La vengeance du marchand de fruits

Sophie Breuleux
le 2 octobre 2016

La radio annonce la nouvelle : un criminel vient de s’échapper de la prison à sécurité maximale pour Espions, Supervillains et Innocents Faussement Accusés. Je caquette de rire. Je suis vendeur de fruits. Dans un beau petit stand. J’suis pas idiot, je la connais la suite. Mon client me regarde un peu drôlement, mais de quel droit il me juge, il vient d’acheter une douzaine de melons d’eau.

Je suis pas fou, moi, j’en ai vu des films d’action. S’il y a bien une place où le petit comique de fugitif va aller s’écraser, c’est ici.

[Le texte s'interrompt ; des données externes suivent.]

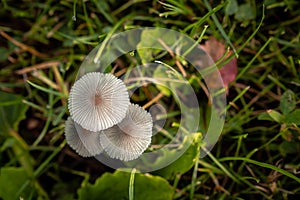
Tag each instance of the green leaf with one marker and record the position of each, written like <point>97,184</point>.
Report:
<point>289,148</point>
<point>151,43</point>
<point>12,111</point>
<point>159,74</point>
<point>184,163</point>
<point>271,115</point>
<point>287,102</point>
<point>116,186</point>
<point>245,12</point>
<point>293,117</point>
<point>231,8</point>
<point>11,180</point>
<point>276,116</point>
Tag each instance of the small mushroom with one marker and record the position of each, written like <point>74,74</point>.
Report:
<point>131,137</point>
<point>98,101</point>
<point>84,142</point>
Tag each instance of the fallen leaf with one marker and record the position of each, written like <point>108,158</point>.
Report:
<point>216,50</point>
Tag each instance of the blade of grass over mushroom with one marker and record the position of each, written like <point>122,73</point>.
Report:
<point>131,184</point>
<point>49,91</point>
<point>49,119</point>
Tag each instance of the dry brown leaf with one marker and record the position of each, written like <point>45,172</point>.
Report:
<point>216,50</point>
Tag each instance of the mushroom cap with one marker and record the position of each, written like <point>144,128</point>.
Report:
<point>131,137</point>
<point>98,101</point>
<point>84,142</point>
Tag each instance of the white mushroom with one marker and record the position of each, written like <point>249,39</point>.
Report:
<point>84,142</point>
<point>98,101</point>
<point>131,137</point>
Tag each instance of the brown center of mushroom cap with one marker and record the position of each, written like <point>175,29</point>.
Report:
<point>98,99</point>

Mais il ne verra jamais venir ce qui va lui tomber dessus. Parce que je savais, moi, que ça allait arriver. Mes voisins, ils se moquaient de moi, mais mon travail porte enfin fruit. Car voyez-vous, mon stand, sous la nappe et les beaux petits fruits, il est en béton.

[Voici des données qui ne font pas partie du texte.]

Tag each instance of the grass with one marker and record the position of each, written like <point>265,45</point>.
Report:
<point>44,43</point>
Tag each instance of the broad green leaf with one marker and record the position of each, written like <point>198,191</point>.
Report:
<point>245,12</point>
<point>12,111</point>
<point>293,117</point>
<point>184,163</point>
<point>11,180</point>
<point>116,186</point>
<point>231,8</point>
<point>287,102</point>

Mais mon plan, il va beaucoup plus loin que le plaisir de voir le fugitif s’écraser dans les trois tonnes de béton de mon stand. Non non. Je veux établir un précédent. Envoyer un message à quiconque croit qu’on peut détruire la propriété d’autrui juste parce que « ma vie est en danger ». Si votre vie est en danger, vous pouvez très bien vous diriger vers une rue déserte, d’accord ?

Ils approchent, je les entends déjà. Les sirènes et le vrombissement d’une moto volée. Plus que quelques secondes, et le voilà, avec ses cheveux ébouriffés et son regard déterminé. Ugh. Typique. Le protagoniste. Je me cache sous mon stand en vitesse, juste à temps pour entendre la moto s’écraser sur le béton et le cri sourd du passager qui vole à plus de 20 pieds. De la musique à mes oreilles. Je sors de ma cachette pour voir le résultat de mes yeux, et je vois que le jeune homme a volé jusque dans la fontaine. Ses membres sont tordus d’une manière pas tout à fait naturelle, la tête dans une mare de sang. Ses cheveux sont foutus. Fallait mettre un casque, eh. Ça défait la coiffure, mais au moins on n'en meurt pas.

La police s’arrête devant mon stand, sortant de leur voiture pistolet en main, et moi je sors mon Kalashnikov. Parce que vous voyez, c’est une chose qu’un fugitif détruise mes pommes et mes oranges, mais la police, elle devrait être là pour nous protéger, non ? Ils devraient prendre soin des pauvres commerçants comme moi. Mais non, ils sortent de leurs voitures et ils tirent sur mes melons.

Alors je leur tire dessus, parce qu’ils n’apprendront jamais sinon : on ne déconne pas avec les stands de fruits. Jamais. Prenez bien note, Hollywood.